Kooperationsprojekt zwischen dem Verband Hessischer Fischer und der Universität Kassel

 
Analyse der Bestandssituation des Bachneunauges (Fisch des Jahres 2012)
an zwei nordhessischen Mittelgebirgsbächen
 
Im Rahmen der Gewässerunterhaltung durch den Pächter renaturierter Bachabschnitt
Foto: J. Eligehausen
 
Zusammen mit dem Referat Gewässer Nord des VHF untersuchen Studenten des Fachgebiets Gewässerökologie und Gewässerentwicklung der Universität Kassel an zwei nordhessischen Bächen im Diemeleinzugsgebiet die Bestandssituation des Bachneunauges. Ziel ist es, geeignete Renaturierungsmaßnamen abzuleiten, die zum einen effizient die Lebensraumbedingungen für die Zielart verbessern und zum anderen innerhalb der Unterhaltungspflicht umgesetzt werden können, und bereits umgesetzte auf ihren Erfolg zu überprüfen. Das Projekt läuft bis März 2013.

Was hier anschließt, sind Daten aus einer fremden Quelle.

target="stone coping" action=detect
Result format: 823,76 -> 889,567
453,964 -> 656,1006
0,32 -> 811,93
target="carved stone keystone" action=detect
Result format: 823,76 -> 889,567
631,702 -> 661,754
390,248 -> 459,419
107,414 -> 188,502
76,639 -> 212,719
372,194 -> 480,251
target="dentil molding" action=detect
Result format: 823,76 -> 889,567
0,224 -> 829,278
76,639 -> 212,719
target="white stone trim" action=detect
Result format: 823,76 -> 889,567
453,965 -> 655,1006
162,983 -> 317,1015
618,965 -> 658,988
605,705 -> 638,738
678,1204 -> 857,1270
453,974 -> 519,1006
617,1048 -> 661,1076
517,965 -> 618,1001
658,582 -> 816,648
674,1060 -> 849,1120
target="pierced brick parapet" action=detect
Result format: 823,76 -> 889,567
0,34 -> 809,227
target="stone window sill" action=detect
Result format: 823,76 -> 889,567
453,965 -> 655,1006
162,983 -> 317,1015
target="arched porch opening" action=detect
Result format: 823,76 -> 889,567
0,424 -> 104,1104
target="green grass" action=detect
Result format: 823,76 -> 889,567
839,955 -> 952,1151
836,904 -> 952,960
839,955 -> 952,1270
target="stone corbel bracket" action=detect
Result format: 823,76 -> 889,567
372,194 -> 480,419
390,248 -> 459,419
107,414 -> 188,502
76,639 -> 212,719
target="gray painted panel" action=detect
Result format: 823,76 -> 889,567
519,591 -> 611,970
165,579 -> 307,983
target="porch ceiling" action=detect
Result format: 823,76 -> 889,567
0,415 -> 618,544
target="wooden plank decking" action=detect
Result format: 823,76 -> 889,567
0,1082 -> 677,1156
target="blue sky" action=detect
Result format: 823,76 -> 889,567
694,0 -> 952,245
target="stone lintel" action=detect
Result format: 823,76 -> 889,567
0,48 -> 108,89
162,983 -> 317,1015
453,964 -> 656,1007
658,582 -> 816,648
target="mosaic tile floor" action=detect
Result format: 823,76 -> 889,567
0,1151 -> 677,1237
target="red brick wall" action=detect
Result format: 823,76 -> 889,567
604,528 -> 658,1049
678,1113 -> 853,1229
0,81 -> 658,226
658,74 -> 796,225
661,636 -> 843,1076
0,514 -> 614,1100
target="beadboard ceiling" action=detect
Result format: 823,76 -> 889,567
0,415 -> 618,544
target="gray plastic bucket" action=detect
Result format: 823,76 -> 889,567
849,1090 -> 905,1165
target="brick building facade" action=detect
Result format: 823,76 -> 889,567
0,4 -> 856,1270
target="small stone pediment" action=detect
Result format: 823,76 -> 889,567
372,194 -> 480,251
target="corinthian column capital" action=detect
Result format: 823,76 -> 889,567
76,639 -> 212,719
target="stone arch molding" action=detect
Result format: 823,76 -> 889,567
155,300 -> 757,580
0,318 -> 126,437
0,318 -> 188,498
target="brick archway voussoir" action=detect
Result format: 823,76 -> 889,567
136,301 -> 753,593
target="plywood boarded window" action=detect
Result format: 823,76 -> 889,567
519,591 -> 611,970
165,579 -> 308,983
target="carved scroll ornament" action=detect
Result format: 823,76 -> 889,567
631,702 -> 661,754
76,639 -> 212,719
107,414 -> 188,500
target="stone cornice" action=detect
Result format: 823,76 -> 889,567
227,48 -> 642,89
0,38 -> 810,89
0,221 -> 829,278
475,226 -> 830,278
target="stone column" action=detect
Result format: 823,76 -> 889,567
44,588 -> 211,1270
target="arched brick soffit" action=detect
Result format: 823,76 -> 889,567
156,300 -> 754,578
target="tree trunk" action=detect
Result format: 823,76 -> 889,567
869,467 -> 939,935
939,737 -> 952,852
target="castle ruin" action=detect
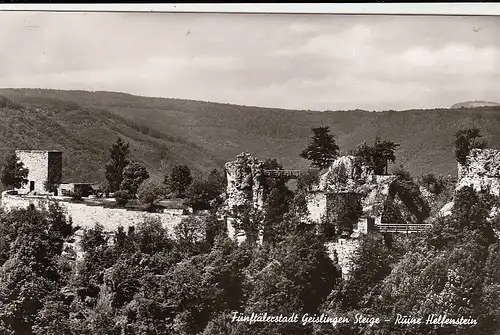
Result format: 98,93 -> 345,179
15,150 -> 62,194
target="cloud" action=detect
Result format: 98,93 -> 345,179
0,12 -> 500,110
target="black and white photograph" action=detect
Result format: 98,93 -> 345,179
0,5 -> 500,335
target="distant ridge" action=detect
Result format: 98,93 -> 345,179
450,100 -> 500,109
0,89 -> 500,181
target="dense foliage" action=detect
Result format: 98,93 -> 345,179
300,127 -> 339,169
355,137 -> 399,174
455,127 -> 488,164
105,138 -> 130,192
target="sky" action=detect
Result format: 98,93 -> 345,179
0,12 -> 500,110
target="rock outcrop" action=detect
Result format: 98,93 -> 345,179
456,149 -> 500,196
225,152 -> 264,211
221,152 -> 264,243
308,156 -> 397,223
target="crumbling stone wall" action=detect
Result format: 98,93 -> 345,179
2,192 -> 186,238
326,239 -> 359,280
222,152 -> 264,241
16,150 -> 62,194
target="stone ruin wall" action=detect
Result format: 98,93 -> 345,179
325,239 -> 359,279
2,193 -> 186,235
16,150 -> 49,194
222,152 -> 264,243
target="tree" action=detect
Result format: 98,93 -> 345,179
185,169 -> 225,210
105,138 -> 130,192
169,165 -> 193,198
355,136 -> 399,174
137,178 -> 166,209
455,127 -> 488,164
184,180 -> 216,211
2,153 -> 29,188
300,127 -> 339,169
120,162 -> 149,198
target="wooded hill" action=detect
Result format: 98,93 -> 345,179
0,89 -> 500,181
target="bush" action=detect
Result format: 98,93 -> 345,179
69,190 -> 83,201
420,173 -> 445,195
115,190 -> 130,206
137,179 -> 166,209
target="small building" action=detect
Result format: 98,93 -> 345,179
15,150 -> 62,194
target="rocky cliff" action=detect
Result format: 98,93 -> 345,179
308,156 -> 429,224
225,152 -> 264,211
220,152 -> 264,242
456,149 -> 500,196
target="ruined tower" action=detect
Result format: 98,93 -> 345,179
16,150 -> 62,194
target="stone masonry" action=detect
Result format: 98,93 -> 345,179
16,150 -> 62,194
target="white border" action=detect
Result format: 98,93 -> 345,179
0,2 -> 500,15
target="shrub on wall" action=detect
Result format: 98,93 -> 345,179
115,190 -> 130,206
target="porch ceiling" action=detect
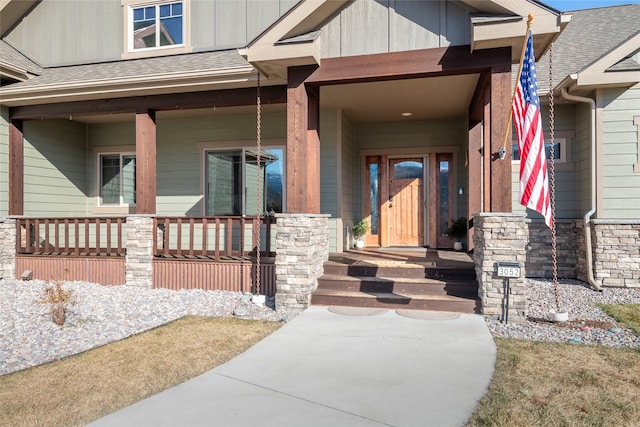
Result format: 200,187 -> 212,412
73,74 -> 479,123
320,74 -> 479,123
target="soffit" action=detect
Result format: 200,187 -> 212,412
0,0 -> 40,37
320,74 -> 478,123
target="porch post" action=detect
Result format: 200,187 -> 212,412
276,213 -> 329,317
136,110 -> 156,215
467,72 -> 490,250
484,63 -> 511,212
9,119 -> 24,215
287,66 -> 320,213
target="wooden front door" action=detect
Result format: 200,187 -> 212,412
388,158 -> 425,246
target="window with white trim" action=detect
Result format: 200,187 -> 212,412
511,138 -> 567,163
205,147 -> 285,216
122,0 -> 190,58
98,153 -> 136,206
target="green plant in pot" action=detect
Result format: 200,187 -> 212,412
446,216 -> 467,251
351,219 -> 369,248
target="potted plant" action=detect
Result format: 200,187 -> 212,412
446,216 -> 467,251
351,219 -> 369,249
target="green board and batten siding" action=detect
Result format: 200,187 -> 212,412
576,103 -> 592,218
6,0 -> 297,67
23,120 -> 87,216
321,0 -> 474,58
598,89 -> 640,219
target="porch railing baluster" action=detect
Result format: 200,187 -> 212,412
73,218 -> 80,256
107,218 -> 111,256
53,218 -> 60,255
215,218 -> 220,261
202,218 -> 208,256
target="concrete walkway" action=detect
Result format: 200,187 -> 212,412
91,306 -> 496,427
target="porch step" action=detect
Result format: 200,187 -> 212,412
311,274 -> 478,313
318,248 -> 478,313
311,289 -> 476,313
318,274 -> 478,298
324,261 -> 476,281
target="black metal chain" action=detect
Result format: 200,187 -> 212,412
253,71 -> 266,295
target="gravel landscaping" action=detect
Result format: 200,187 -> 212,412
0,279 -> 640,375
487,279 -> 640,347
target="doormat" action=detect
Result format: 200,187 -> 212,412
396,310 -> 460,320
329,306 -> 387,316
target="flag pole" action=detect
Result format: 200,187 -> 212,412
500,13 -> 533,160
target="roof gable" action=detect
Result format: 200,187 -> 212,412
538,4 -> 640,90
240,0 -> 567,78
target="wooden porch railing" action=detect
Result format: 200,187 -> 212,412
153,216 -> 276,261
16,217 -> 126,257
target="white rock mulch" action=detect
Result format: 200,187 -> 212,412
0,280 -> 287,375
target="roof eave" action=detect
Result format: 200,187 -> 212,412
238,0 -> 353,80
471,0 -> 571,63
0,66 -> 256,107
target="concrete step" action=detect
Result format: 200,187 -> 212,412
311,289 -> 477,313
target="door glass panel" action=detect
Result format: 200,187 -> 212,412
393,161 -> 422,179
438,160 -> 450,236
369,163 -> 380,234
263,148 -> 284,214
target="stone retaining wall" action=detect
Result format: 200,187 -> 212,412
276,214 -> 329,315
0,218 -> 16,279
473,213 -> 640,322
524,219 -> 584,279
591,219 -> 640,288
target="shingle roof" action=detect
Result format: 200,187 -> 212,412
1,49 -> 250,89
536,4 -> 640,93
0,40 -> 42,75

Das Bachneunauge ist auf kiesige und sandige Sohlsubstrate mit guter Sauerstoffversorgung angewiesen. Die adulten Tiere legen auf Kies und Steinen ihre Eier ab, während die Querder (Larven) drei bis vier Jahre im Sandablagerungen leben. Sie filtern sich zersetzende Pflanzenteile, Algen und Kleinstlebewesen aus dem Sediment. Zahlreiche Eingriffe in seinen Lebensraum, wie Gewässerausbau, harte Gewässerunterhaltung und erhöhte Nährstoffeinträgen, haben in der Vergangenheit vielerorts zu einem Rückgang oder gar Zusammenbruch der Bachneunaugenbestände geführt. Inzwischen sind in vielen Bächen die Bestände auf dem Weg der Erholung. In der Roten Liste von 1996 wird das Bachneunauge als gefährdete Art geführt.

Die aktuelle Bestandssituation der Rundmäuler im Untersuchungsgebiet wird mittels Elektrobefischung untersucht. Zur Bestimmung der Gewässergüte werden chemische und biologische Untersuchungen durchgeführt. Dies geschieht beispielsweise anhand der Bestimmung der in diesen Abschnitten vorkommenden Wirbellosen (Makrozoobenthos). Darüber hinaus werden weitere relevante Lebenraumbedingungen, wie die Beschaffenheit der Gewässersohle, erfasst.

Die Resultate der Untersuchungen sollen nach der Charakterisierung der Bachneunaugenpopulation die Grundlage für die Ermittlung von besonders geeigneten Gewässerabschnitten für die Gewässerentwicklung innerhalb der Unterhaltungspflicht dienen. Eine größere Maßnahme soll nun im Frühjahr 2013 umgesetzt werden. Das Projekt ist insofern auch von Interesse für die fischereiliche Bewirtschaftung, da Verbesserungen der Lebenraumqualität für das Bachneunauge auch positive Auswirkungen auf die Lebensbedingungen weiterer kieslaichender Fischarten, wie der Bachforelle, haben.